[comp.unix.ultrix] NFS problems under Ultrix, Risc Ultrix

hurf@batcomputer.tn.cornell.edu (Hurf Sheldon) (10/27/89)

NFS under Ultrix and Risc Ultrix 3.0, 3.1 Problems



	We have experienced some very marked slowdowns of nfs
	traffic on two separate networks. One case being a uVaxIII
	serving a DS3100 user space only -not /usr-, (and being 
	served by for one directory)
	Both systems 3.1 (on a fairly loaded network, delqa in the uVaxIII)
	Server is lightly loaded nfs speaking - runs nsfd 8 load average
	rarely over 4. 8meg memory - usually some of the nfsd's are swapped out.

    
	And the other case a uVaxII serving 5 diskless vs2000's and
	4 underdisked DS3100's.  (100 meg rz's)
	All systems 3.0 (9 clients and the server are the only hosts -
	server has 2 deqna interfaces and acts as a gateway - )
	Server heavily loaded - runs nsfd 16 and often has load average
	in excess of ten and have seen it at 20+ - Always 6 or above.
	13 meg memory - even when the load averge is high swapping is
	at a minimum.

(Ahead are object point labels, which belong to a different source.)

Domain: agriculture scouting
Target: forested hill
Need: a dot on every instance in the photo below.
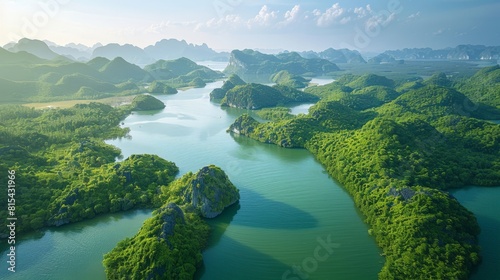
(66, 173)
(397, 147)
(250, 63)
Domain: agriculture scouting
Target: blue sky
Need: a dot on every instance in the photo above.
(236, 24)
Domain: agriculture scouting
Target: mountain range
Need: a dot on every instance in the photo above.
(460, 52)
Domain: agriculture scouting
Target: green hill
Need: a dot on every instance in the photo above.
(484, 86)
(182, 69)
(168, 245)
(161, 88)
(219, 93)
(431, 102)
(252, 64)
(395, 160)
(285, 78)
(98, 63)
(255, 96)
(118, 70)
(146, 102)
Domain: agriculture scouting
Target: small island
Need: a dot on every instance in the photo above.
(146, 103)
(252, 96)
(168, 246)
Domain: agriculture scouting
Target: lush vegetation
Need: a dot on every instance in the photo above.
(484, 86)
(25, 78)
(209, 191)
(146, 102)
(168, 246)
(251, 64)
(274, 114)
(66, 172)
(396, 148)
(285, 78)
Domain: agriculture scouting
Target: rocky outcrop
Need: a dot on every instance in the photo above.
(211, 191)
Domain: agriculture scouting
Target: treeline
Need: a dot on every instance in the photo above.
(65, 171)
(396, 146)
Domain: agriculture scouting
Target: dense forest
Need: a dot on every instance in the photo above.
(66, 172)
(168, 246)
(236, 93)
(397, 146)
(25, 77)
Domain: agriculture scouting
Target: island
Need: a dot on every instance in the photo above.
(397, 150)
(236, 93)
(146, 102)
(255, 65)
(168, 246)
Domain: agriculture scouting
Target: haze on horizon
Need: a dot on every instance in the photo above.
(237, 24)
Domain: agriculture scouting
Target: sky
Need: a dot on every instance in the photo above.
(367, 26)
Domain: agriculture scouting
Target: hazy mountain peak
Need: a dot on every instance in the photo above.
(36, 47)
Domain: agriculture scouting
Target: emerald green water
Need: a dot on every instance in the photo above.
(291, 213)
(483, 202)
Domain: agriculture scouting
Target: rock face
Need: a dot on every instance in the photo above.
(146, 102)
(171, 214)
(209, 191)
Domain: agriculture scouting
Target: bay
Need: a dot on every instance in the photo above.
(292, 222)
(483, 202)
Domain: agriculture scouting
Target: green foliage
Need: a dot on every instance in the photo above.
(250, 63)
(219, 93)
(395, 160)
(34, 80)
(256, 96)
(182, 72)
(161, 88)
(146, 102)
(168, 246)
(484, 86)
(285, 78)
(275, 114)
(66, 172)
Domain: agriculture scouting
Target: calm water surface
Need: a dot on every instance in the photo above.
(289, 208)
(483, 202)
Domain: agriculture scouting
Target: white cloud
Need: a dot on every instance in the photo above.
(330, 16)
(265, 17)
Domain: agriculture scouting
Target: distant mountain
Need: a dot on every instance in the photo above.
(128, 52)
(182, 72)
(256, 96)
(336, 56)
(36, 47)
(169, 49)
(7, 57)
(251, 64)
(77, 52)
(461, 52)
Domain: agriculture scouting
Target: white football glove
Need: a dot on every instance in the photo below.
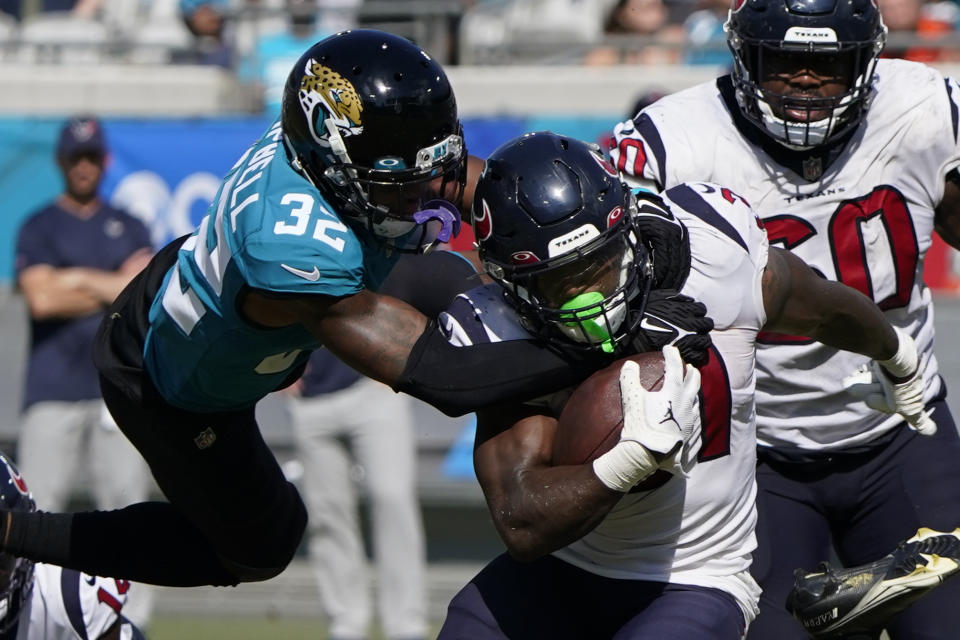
(875, 384)
(664, 423)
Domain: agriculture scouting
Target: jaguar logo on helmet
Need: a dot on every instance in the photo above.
(328, 99)
(614, 216)
(483, 225)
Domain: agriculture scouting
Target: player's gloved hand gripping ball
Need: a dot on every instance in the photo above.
(895, 386)
(660, 428)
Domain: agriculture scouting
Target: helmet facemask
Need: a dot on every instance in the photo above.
(16, 582)
(804, 121)
(583, 297)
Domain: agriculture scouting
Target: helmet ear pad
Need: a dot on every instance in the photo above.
(554, 224)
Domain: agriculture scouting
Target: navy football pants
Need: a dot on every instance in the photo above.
(549, 599)
(862, 506)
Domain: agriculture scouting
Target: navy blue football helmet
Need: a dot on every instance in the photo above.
(555, 228)
(371, 120)
(843, 35)
(16, 574)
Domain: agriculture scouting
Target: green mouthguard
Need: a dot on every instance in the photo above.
(588, 304)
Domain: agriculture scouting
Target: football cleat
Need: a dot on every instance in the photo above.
(834, 603)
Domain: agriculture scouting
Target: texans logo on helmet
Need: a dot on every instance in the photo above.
(483, 225)
(524, 257)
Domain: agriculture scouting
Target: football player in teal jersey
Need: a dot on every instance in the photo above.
(367, 162)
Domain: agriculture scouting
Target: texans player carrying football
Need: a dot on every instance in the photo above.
(852, 162)
(577, 255)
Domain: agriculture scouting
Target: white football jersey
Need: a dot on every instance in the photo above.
(68, 605)
(865, 221)
(698, 531)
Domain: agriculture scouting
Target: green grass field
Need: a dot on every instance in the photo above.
(213, 628)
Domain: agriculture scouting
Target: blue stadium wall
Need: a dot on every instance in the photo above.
(167, 171)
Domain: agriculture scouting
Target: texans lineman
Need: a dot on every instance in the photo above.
(303, 230)
(654, 538)
(43, 602)
(852, 163)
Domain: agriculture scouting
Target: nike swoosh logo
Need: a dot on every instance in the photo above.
(312, 276)
(649, 326)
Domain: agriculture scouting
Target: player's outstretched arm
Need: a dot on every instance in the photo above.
(536, 508)
(799, 302)
(390, 341)
(946, 219)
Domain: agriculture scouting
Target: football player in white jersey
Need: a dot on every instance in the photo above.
(653, 539)
(851, 163)
(43, 602)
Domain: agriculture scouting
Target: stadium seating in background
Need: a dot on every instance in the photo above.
(58, 36)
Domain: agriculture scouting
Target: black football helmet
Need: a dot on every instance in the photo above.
(371, 120)
(555, 228)
(845, 35)
(16, 574)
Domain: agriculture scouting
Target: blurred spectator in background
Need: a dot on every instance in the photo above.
(23, 8)
(206, 21)
(706, 42)
(912, 20)
(73, 257)
(274, 54)
(337, 15)
(347, 428)
(659, 41)
(643, 100)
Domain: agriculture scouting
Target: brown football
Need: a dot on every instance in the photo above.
(590, 422)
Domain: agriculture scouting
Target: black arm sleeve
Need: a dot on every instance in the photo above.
(428, 282)
(459, 380)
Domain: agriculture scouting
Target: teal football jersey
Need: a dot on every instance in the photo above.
(268, 228)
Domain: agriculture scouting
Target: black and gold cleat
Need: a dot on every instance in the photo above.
(836, 603)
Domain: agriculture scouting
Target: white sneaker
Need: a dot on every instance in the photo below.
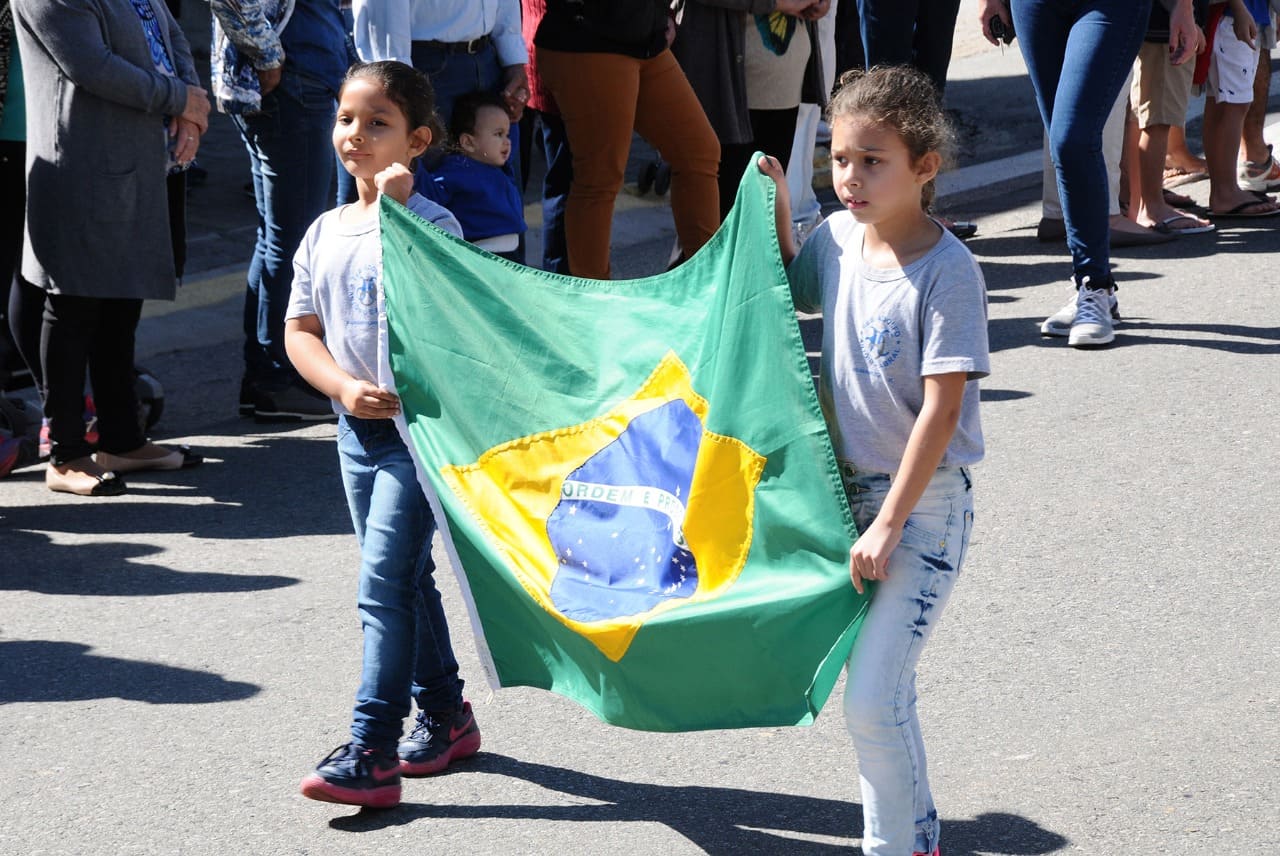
(1060, 323)
(801, 230)
(1262, 178)
(1092, 326)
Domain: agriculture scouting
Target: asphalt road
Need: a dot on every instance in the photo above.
(1105, 681)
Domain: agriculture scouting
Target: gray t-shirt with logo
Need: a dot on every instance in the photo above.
(883, 330)
(337, 277)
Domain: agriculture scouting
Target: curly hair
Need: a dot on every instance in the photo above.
(904, 99)
(408, 87)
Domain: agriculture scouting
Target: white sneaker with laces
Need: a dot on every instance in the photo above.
(1060, 323)
(1092, 326)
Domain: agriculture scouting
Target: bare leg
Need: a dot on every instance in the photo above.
(1150, 207)
(1179, 156)
(1223, 126)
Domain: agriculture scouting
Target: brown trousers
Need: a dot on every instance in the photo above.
(602, 99)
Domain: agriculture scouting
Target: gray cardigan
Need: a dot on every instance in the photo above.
(97, 215)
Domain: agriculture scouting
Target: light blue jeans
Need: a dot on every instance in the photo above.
(407, 648)
(880, 699)
(1078, 54)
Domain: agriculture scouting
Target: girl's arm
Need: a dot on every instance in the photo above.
(931, 435)
(304, 342)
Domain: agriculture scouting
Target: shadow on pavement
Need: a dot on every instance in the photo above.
(106, 568)
(717, 820)
(278, 486)
(49, 671)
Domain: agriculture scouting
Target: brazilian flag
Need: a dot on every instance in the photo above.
(634, 479)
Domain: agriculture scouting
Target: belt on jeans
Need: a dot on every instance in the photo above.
(472, 46)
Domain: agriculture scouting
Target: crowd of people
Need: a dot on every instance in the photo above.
(438, 104)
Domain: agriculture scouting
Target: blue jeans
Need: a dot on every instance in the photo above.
(1078, 54)
(909, 32)
(880, 697)
(291, 154)
(560, 175)
(407, 648)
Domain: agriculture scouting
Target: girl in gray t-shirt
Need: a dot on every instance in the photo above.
(904, 342)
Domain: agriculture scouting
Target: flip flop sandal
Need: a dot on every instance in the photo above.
(1165, 227)
(1180, 200)
(105, 485)
(1238, 211)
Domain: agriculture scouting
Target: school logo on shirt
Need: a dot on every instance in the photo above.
(881, 340)
(362, 289)
(613, 521)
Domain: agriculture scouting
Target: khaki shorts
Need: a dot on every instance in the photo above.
(1160, 90)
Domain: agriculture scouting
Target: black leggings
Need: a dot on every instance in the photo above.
(94, 334)
(773, 132)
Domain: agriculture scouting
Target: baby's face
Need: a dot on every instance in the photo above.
(490, 143)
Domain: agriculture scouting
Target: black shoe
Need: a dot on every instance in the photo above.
(356, 776)
(439, 740)
(246, 406)
(295, 403)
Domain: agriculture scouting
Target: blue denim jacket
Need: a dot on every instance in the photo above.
(305, 36)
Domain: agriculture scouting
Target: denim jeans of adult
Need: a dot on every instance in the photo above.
(880, 697)
(909, 32)
(560, 175)
(453, 74)
(407, 649)
(1078, 55)
(291, 154)
(603, 100)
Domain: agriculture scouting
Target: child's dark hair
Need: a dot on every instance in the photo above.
(904, 99)
(408, 87)
(467, 108)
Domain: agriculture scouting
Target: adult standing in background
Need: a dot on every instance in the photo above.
(277, 67)
(543, 122)
(608, 64)
(120, 108)
(1078, 56)
(749, 91)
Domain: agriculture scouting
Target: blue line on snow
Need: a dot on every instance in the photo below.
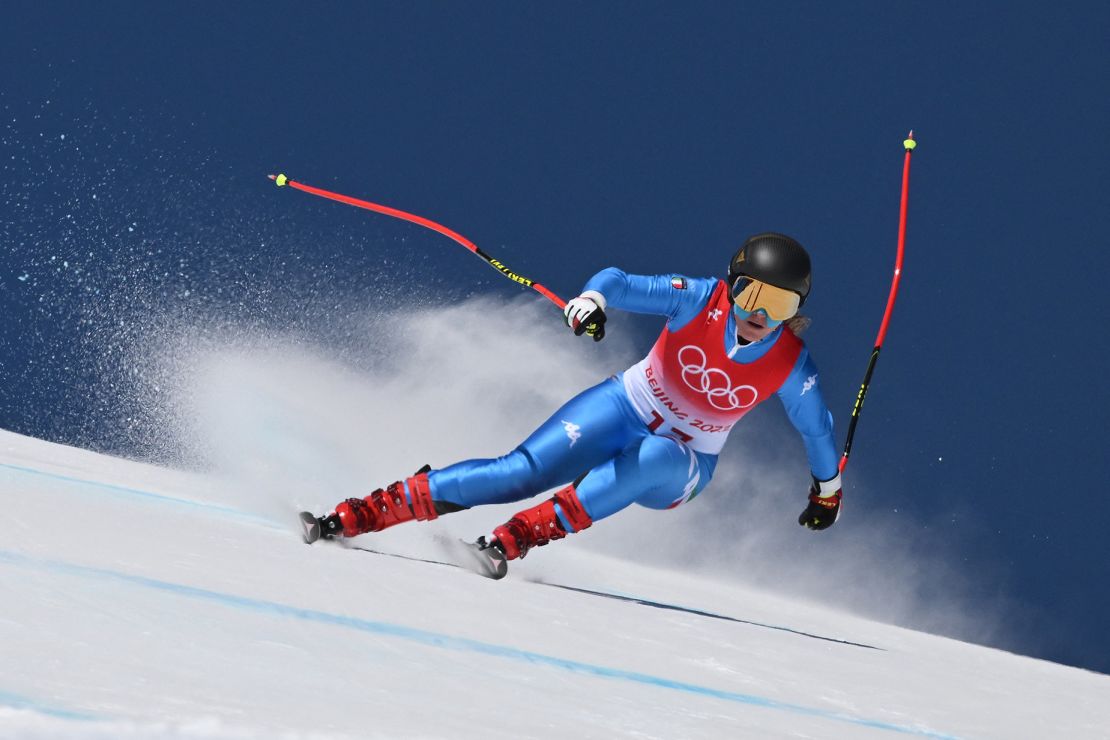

Using top I can see all 16 nfsd's running and not
	swapped.

	Both cases seem related to the partition on the server going
	over 90% full as reported by df. Most of the served partitions
	are over 150 meg and with 10% minfree a reported 90% full would
	still leave ~30meg free. 

	Both cases are evidenced by 'nfs server so&so not responding'
	messages, sometimes timing out or coming back after a long (1-2mins)
	delay with an 'nfs server so&so ok' then repeating the process.
	Usually during a 'high thruput' job like compiling in the nfs
	directories but not always - sometimes a cp of a small file when
	other activity is at a minimum. Getting the disks below 80% full
	(as reported by df) made the problem go away.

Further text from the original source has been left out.